Cisco a publié ce lundi son « LLM Security Leaderboard », un classement inédit des grands modèles de langage (LLM) selon leur résistance aux attaques adverses. Destiné aux entreprises, ce tableau vise à les aider à choisir des modèles d’intelligence artificielle plus sûrs face à la multiplication des risques.
Selon Amy Chang, responsable de la recherche sur les menaces liées à l’IA et à la sécurité chez Cisco, « les données de nombreuses études indiquent que l’adoption de l’IA dans les organisations dépasse la préparation en matière de sécurité ». L’indice de préparation à l’IA de la société montre que 83 % des organisations prévoyaient de déployer une IA agentique, mais que seulement 29 % se sentaient prêtes à le faire en toute sécurité. Le nouveau classement offre selon elle « un point de départ concret aux dirigeants et aux équipes de sécurité pour comprendre comment l’IA générative peut être vulnérable à différentes menaces ».
Anthropic en tête, OpenAI dans le top 10
Le classement place largement en tête les modèles de la société Anthropic. Huit des dix premières positions sont occupées par ses modèles Claude. La première place revient à Claude Opus 4.5, suivi de Sonnet 4.5 et de Haiku 4.5. OpenAI parvient à placer deux modèles dans le top 10 : GPT-5.2 (septième) et GPT-5 Nano (neuvième). En bas du classement figurent Mistral avec ses modèles Magistral Small 2509 et Ministral 3 14b Instruct. La liste des dix modèles les moins sécurisés inclut également des modèles de DeepSeek, Cohere, Qwen et xAI.
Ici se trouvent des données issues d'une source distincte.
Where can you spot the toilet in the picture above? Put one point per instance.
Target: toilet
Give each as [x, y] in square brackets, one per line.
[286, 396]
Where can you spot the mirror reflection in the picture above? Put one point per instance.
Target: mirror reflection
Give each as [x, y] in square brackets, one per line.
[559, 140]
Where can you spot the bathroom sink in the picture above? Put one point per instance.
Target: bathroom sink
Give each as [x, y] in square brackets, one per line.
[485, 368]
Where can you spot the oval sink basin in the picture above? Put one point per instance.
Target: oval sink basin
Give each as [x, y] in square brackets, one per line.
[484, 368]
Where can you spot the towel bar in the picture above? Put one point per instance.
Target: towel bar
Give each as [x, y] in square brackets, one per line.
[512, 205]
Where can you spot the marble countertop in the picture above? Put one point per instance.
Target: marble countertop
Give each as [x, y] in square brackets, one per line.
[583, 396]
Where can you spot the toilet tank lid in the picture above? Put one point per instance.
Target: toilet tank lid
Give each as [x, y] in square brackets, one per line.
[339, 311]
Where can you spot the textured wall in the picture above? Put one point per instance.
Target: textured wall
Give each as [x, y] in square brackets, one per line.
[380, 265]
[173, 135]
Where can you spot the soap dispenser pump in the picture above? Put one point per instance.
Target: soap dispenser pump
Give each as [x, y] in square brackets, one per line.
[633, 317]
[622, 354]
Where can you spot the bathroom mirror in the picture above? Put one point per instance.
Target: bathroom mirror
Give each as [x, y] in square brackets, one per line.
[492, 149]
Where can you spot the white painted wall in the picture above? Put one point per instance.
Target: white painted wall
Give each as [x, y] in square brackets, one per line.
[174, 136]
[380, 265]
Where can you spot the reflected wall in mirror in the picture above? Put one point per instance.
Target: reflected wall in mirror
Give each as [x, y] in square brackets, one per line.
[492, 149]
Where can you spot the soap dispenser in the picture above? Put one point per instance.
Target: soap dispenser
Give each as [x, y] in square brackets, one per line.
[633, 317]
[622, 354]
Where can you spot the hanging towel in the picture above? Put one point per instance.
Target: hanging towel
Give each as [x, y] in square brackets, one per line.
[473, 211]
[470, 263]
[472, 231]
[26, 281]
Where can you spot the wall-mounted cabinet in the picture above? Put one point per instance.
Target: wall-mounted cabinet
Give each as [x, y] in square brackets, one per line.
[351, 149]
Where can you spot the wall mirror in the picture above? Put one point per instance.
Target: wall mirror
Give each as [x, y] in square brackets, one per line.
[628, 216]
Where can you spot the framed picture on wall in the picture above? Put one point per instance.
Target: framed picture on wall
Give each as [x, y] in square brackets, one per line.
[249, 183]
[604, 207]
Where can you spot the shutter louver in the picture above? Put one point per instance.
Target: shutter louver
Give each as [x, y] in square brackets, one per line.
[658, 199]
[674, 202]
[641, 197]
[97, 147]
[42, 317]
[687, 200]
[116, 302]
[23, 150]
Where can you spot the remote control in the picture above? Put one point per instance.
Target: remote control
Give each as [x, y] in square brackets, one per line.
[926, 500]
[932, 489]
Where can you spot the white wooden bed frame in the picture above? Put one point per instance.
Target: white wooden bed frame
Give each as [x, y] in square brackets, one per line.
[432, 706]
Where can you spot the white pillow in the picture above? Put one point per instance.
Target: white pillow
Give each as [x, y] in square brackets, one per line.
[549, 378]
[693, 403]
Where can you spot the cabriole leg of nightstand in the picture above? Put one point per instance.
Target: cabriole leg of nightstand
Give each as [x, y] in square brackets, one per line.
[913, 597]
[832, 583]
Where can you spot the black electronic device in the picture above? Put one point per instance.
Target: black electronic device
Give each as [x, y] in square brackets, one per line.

Les résultats ont été calculés à partir de tests rigoureux mesurant la capacité des modèles à résister à des attaques conçues pour provoquer une réponse nuisible ou malveillante. Ces tests couvrent à la fois les attaques en un seul échange (« single-turn jailbreaks ») et les attaques en plusieurs échanges (« multiturn conversational attacks »). Selon Amy Chang, « de nombreux benchmarks se concentrent principalement sur les jailbreaks en un seul échange. Notre classement évalue explicitement les attaques conversationnelles en plusieurs tours, qui reflètent mieux le comportement adversaire réel, où les attaquants tentent de dégrader les garde-fous des modèles sur des conversations plus longues ».
Une méthodologie ouverte pour limiter les biais
Cisco insiste sur la transparence de sa démarche. La méthodologie complète a été publiée en ligne afin que chacun puisse comprendre comment les conclusions ont été atteintes et comparer les modèles. L’entreprise précise qu’aucun garde-fou ou mesure de sécurité supplémentaire n’a été ajouté pour améliorer les performances des modèles testés. Le classement, le cadre de sécurité et la méthodologie sont accessibles librement sur le site dédié.
Cette ouverture tranche avec d’autres pratiques : certaines entreprises, comme Microsoft, fournissent des scores de sécurité pour les modèles dans leurs offres internes, mais cette visibilité reste limitée à un sous-ensemble de clients. En rendant son classement public, Cisco soumet les concepteurs de modèles à un examen plus large, notamment de la part des responsables d’entreprises que ces laboratoires d’IA cherchent à séduire. La pression ainsi exercée pourrait inciter les développeurs à renforcer la sécurité de leurs modèles.
Le classement de Cisco intervient alors que l’adoption de l’IA générative s’accélère dans les entreprises, soulevant des questions sur la sécurité des données et la robustesse des systèmes face aux tentatives de contournement des garde-fous éthiques et techniques.